Federer serves up ace for charity

Federer is reaching out to children in South Africa Keystone

As Roger Federer seeks to defend his Wimbledon crown this week, the Swiss tennis star’s charity is launching its first overseas project.

This content was published on July 1, 2004 minutes

The world number one has announced that the foundation, which bears his name, is going into partnership with a Swiss-South African aid organisation.

The 22-year-old from Basel dreamt up the idea of establishing the Roger Federer Foundation last December, at the end of a year which saw him win seven titles on four different surfaces.

He is estimated to have earned SFr16 million ($12.7 million) in prize money last year, but it is not clear how much has been put aside for the new charity.

The foundation has unveiled plans to work with Imbewu, a non-governmental organisation that runs programmes for young people in the New Brighton township just outside the South African city of Port Elizabeth.

The partnership with Imbewu is aimed at improving the lives of young people growing up in an area where unemployment runs as high as 80 per cent.

Young people

“Setting up the foundation is my way of trying to give something back, especially to those who are least well-off,” said Federer.

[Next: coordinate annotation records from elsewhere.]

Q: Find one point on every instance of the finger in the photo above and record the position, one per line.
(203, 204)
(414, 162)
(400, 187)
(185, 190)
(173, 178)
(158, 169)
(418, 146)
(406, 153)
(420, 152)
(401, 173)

The tennis star’s foundation will work with Imbewu to sponsor schooling for around 30 South African children.

Imbewu’s coordinator in Switzerland, Pascal Holliger, told swissinfo he was taken aback when the world’s best tennis player offered to support his charity’s work.

“It’s hard to believe that such a champion and a star would associate his name with a small organisation like ours,” he said.

“But I think our work reflects the kind of person Roger is: humble and close to people. He could have supported a much bigger charity which would have brought him far more publicity, but that was not his goal.”

Federer said his decision to support development projects in South Africa was made in part because his mother grew up there.

“I have always had a close affinity to the country… and Imbewu will allow me to help children and young people by providing practical support in a very deprived area.”

Education and health

Imbewu sponsors education programmes for children living in New Brighton and also runs projects aimed at increasing awareness about the danger of HIV/Aids.

Holliger says nearly 40 per cent of residents in some parts of the township are HIV-positive.

“This is a huge problem. Every time I return to South Africa I find that somebody I know has died, so prevention campaigns are crucial.”

Federer’s parents are trustees of their son’s foundation and have already visited some of Imbewu’s projects.

But Holliger says the defending Wimbledon champion himself is not yet a celebrity in the township.

“We hope to see him here very soon, because our aim is to create a true partnership where Roger can be involved in the projects we run.

“At first nobody really knew who he was, but he’s starting to win many fans. So I think Roger is going to be big in New Brighton.”

swissinfo, Ramsey Zarifeh

Key facts

Roger Federer says he came up with the idea of setting up his own charitable foundation on Christmas Day last year.
The Roger Federer Foundation has gone into partnership with the Swiss-South African charity, Imbewu.
The charity is involved in sponsoring education, health and sports projects for young people in the South African township of New Brighton.